Sergey Tsimfer
Mar 2 · 9 min read

For several years, Oil & Gas industry, just like many others, is trying its hardest to implement machine learning into its workflows. If done right, deep learning can enhance accuracy and simultaneously speed up the entire pipeline of oil production, from the very early stages of exploration to drilling.

But, needless to say, researchers must carefully inspect hundreds of architectures and training approaches before the deployment of neural networks into the daily work of seismic specialists. This calls for quick model prototyping, which in turn needs the ability to rapidly generate data.

Unfortunately, core formats for storing volumetric seismic information were not built with speed in mind: the most common, SEG-Y, was developed almost 30 years ago and its design had totally different concerns, like memory footprint and ease of sequential processing. Furthermore, labels of various types (horizons, faults, facies, etc) can come from several software packages, each of which stores them in a completely different way: point cloud, regular grid, interpolation nodes, etc.
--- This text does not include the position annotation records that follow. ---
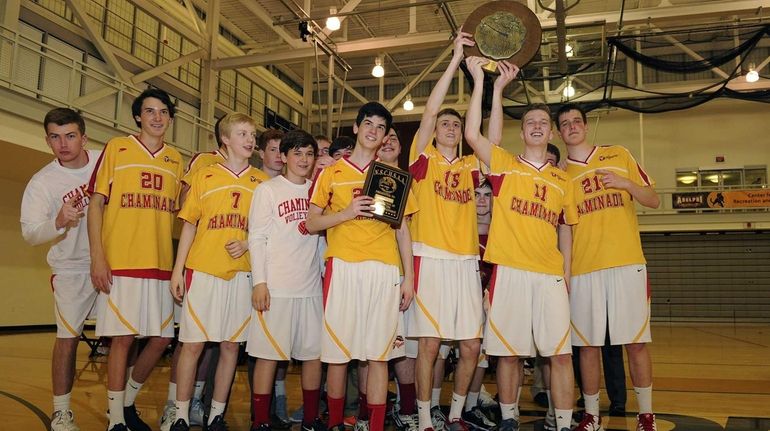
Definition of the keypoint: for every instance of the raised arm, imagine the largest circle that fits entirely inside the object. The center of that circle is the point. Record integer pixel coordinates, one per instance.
(480, 144)
(508, 73)
(437, 95)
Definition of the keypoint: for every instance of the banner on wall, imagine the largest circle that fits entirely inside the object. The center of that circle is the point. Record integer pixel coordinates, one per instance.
(728, 199)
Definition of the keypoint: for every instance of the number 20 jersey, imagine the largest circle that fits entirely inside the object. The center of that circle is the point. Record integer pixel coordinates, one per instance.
(141, 191)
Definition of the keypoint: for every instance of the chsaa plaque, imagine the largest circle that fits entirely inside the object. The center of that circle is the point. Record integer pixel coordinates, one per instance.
(503, 30)
(389, 187)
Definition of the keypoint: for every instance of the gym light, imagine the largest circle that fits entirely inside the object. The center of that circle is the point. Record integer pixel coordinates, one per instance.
(752, 75)
(378, 71)
(408, 104)
(333, 22)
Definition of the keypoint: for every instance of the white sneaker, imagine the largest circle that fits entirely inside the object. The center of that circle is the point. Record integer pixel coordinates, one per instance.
(197, 412)
(169, 416)
(63, 420)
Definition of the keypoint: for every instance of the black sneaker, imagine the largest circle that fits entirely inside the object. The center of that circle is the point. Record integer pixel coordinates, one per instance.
(180, 425)
(317, 425)
(133, 421)
(218, 424)
(476, 419)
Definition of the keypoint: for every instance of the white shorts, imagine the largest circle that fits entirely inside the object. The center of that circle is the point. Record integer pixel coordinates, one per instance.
(290, 329)
(528, 311)
(620, 295)
(74, 301)
(448, 299)
(361, 302)
(215, 309)
(135, 306)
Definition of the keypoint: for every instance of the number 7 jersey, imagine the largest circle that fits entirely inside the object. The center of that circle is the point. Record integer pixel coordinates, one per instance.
(529, 202)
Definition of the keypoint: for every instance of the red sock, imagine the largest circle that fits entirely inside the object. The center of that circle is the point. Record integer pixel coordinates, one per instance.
(261, 403)
(336, 410)
(408, 398)
(376, 417)
(363, 408)
(310, 405)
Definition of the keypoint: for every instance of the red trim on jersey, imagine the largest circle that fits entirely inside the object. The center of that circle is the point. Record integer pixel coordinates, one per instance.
(416, 265)
(328, 278)
(92, 180)
(419, 168)
(162, 146)
(151, 273)
(496, 181)
(354, 166)
(187, 279)
(492, 282)
(583, 162)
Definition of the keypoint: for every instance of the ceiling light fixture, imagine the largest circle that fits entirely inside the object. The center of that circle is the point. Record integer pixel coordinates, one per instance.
(378, 71)
(752, 75)
(333, 22)
(408, 104)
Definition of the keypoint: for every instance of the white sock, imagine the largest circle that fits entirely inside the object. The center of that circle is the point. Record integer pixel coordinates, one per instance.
(592, 403)
(171, 392)
(456, 408)
(279, 389)
(435, 397)
(115, 404)
(198, 389)
(563, 418)
(423, 415)
(509, 411)
(132, 389)
(471, 401)
(61, 402)
(183, 410)
(644, 398)
(217, 409)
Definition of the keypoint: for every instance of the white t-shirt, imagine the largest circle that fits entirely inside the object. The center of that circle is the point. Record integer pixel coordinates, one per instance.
(44, 196)
(283, 253)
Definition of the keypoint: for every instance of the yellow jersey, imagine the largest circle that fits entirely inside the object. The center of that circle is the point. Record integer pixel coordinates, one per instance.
(218, 202)
(445, 195)
(201, 160)
(141, 191)
(529, 203)
(362, 238)
(608, 232)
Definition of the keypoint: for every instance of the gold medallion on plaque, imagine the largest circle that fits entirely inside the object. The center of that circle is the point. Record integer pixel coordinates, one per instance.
(503, 30)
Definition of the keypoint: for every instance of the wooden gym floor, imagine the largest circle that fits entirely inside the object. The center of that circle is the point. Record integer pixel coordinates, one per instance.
(706, 377)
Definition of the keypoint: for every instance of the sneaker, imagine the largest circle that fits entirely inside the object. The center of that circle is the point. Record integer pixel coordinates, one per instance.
(438, 419)
(169, 416)
(406, 422)
(197, 413)
(508, 425)
(361, 425)
(589, 423)
(646, 422)
(457, 425)
(133, 421)
(218, 424)
(180, 425)
(317, 425)
(476, 419)
(549, 424)
(63, 420)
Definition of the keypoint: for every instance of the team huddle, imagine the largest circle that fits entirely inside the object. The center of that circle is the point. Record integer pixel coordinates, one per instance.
(289, 260)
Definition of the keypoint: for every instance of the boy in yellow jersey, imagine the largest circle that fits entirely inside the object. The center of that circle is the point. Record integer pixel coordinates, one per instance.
(529, 306)
(608, 288)
(362, 288)
(211, 272)
(134, 194)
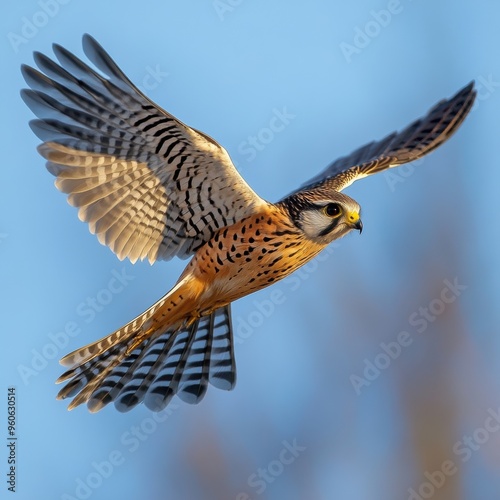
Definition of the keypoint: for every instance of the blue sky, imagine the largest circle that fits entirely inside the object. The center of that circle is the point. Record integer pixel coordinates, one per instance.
(337, 75)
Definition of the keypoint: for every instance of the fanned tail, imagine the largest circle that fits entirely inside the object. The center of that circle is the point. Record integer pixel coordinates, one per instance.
(181, 360)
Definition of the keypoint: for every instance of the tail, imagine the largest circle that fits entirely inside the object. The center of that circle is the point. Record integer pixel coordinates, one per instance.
(179, 360)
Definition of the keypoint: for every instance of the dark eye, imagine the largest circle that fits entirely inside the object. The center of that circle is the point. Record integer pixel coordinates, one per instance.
(332, 210)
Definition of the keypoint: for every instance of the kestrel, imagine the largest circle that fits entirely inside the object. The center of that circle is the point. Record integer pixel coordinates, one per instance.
(151, 187)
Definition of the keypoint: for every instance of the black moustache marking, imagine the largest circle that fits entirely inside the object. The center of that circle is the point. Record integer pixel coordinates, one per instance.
(328, 229)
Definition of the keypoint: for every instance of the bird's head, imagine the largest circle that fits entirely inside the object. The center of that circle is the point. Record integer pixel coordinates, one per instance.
(323, 216)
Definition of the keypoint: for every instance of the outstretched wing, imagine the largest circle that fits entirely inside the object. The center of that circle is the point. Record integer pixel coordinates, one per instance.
(415, 141)
(148, 185)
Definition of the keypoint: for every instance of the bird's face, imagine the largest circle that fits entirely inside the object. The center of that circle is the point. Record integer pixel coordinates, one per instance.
(325, 217)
Working with all of these data types, and, more importantly, making it quick, requires a lot of code with a well-thought structure. This is exactly what seismiQB is: an open-sourced Python framework, capable of interacting with a good deal of seismic data storages by highly optimized load procedures. It also gives an interface for making and deploying machine learning models by relying on our other library BatchFlow: you can learn more about its features in a separate publication.

In this article, we will go through all the steps, that must be implemented to train and deploy ML in a typical geology workflow:

  • loading data from seismic cubes
  • creating targets (i.e. segmentation masks) from multiple types of labels
  • evaluating the quality of labels
  • configuring and training neural networks
  • assembling individual patches with predictions

For each of those stages, we provide a short explanation, a code snippet, and a quick peek into the inner workings of our library together with the motivation behind design choices.

Check out the Seismic Horizon Detection with Neural Networks article: it contains a brief introduction into the field exploration pipeline, as well as an example of model implementation into one of the world’s largest petroleum company.

Let’s dive right in!

Load seismic data

The easiest way to solve this problem is to convert seismic cubes into actual (physical) 3D arrays: for example, the usual scientific HDF5 format matches our needs perfectly. By transforming the data once, we are able to decrease load times by a factor of ~30!

To perform the conversion, we need to pass through the entire cube. It is a good idea to collect trace-wise statistics at the same time: means, standard deviations, etc. They can help greatly to normalize our data to the desired range later.

In some of the workloads, data must be generated from a cube in a predictable manner: for example, during inference, we want to sequentially look through patches of the same slice. That is where cache (specifically, LRU cache) comes in handy: it stores frequently accessed slides in memory and retrieves them at a moment’s notice.

Under the hood, our SeismicGeometry class main purpose is to provide API for loading the desired location of the cube. Each of the formats (currently, we can work with SEG-Y, HDF5, and NPZ) are its subclasses, and it is easy to add more of the supported data storages. This allows us to immensely speed up loading pipelines, depending on the exact profile of data retrieval in the solved task.


Each of them is represented in our framework with a separate class, that encapsulates the entire logic of working with it: from reading the storage to dumping predicted results. Just like the main purpose of a Geometry is to load data, every Label class prime objective is to create a segmentation mask that can be used as the model target.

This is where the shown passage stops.